Pisząc ten post, wpadłam na pewien pomysł. Może warto by zorganizować akcję motywującą do odświeżenia sobie ulubionych tytułów? Co Wy na to? Jeśli i na Waszych półkach znajdują się takie książki, które uwielbiacie, a dawno po nie nie sięgaliście, przyłączcie się do mnie. Piszcie w komentarzach, czy chcielibyście się dołączyć oraz co planujecie przeczytać ponownie. Podzielcie się swoimi wrażeniami z ponownej lektury i porównajcie z poprzednią. Jestem bardzo ciekawa, jak wypadną te Wasze kolejne spotkania z literackimi ulubieńcami :)
A jeśli jesteście na IG – oznaczajcie związane z tym tematem posty czy relacje hasztagiem #czytamponownieSB -> będę udostępniać wszystko na bieżąco na swoim InstaStory! :)

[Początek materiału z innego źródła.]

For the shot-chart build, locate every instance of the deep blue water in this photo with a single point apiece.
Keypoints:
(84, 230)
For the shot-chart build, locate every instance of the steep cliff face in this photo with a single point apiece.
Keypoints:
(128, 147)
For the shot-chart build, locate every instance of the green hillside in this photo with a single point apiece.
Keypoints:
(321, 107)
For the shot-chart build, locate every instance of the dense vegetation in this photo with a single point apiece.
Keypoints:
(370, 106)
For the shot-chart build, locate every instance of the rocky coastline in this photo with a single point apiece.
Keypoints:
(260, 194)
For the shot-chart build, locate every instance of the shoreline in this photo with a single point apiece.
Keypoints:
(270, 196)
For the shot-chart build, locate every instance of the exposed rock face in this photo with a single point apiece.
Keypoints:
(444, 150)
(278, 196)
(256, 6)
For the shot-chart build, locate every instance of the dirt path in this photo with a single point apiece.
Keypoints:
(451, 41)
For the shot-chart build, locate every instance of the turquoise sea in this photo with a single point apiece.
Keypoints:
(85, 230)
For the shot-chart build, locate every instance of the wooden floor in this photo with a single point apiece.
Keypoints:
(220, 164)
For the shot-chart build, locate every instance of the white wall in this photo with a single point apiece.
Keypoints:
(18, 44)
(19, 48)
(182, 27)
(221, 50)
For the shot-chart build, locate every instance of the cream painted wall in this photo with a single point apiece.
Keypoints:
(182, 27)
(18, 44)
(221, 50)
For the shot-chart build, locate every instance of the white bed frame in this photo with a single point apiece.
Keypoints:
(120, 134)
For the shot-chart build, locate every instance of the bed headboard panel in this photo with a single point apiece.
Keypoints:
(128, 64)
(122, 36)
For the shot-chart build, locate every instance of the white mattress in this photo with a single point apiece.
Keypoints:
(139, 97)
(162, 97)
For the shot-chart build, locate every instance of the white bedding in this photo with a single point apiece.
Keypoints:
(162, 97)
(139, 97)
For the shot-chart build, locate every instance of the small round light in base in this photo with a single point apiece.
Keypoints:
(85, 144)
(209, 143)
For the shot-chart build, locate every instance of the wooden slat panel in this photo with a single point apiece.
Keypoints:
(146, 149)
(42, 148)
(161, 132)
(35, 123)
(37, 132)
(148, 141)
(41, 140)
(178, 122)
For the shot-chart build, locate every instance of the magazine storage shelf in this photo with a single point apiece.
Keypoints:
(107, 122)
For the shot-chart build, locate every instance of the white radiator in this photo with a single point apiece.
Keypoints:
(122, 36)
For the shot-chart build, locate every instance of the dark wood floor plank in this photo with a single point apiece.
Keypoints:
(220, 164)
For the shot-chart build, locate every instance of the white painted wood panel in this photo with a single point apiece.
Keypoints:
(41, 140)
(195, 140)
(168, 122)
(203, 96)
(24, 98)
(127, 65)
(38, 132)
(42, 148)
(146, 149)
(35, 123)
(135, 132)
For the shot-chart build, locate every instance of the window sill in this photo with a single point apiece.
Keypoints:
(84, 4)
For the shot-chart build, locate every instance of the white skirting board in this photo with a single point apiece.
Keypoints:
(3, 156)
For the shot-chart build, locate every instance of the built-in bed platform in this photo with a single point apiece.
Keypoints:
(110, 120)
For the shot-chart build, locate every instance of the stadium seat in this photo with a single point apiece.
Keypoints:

Dajcie znać, co sądzicie! :)

2 / dodaj komentarz:

  1. Oo twój post przypomniał mi, że bardzo chcę od jakiegoś czasu przeczytać ponownie serię "Blask Corredo". Jak ja za nią tęsknię! Pozdrawiam.

    OdpowiedzUsuń
  2. Owszem uważam, że czytanie książek po raz 2 to strata czasu, ale faktycznie jak się coś kocha, to się chce do tego wrócić. Mało jest książek, które przeczytałam 2 razy, ale i tak cieszę się, że to zrobiłam. Zwłaszcza, że wracałam do nich po naprawdę długim czasie i była prawie jakbym czytała za pierwszym razem. Wiadomo, wtedy się już inaczej na książkę patrzy, ale to jak napisałaś raczej plus.
    Sama bym sobie chętnie odświeżyła ,,Marinę" to była świetna opowieść.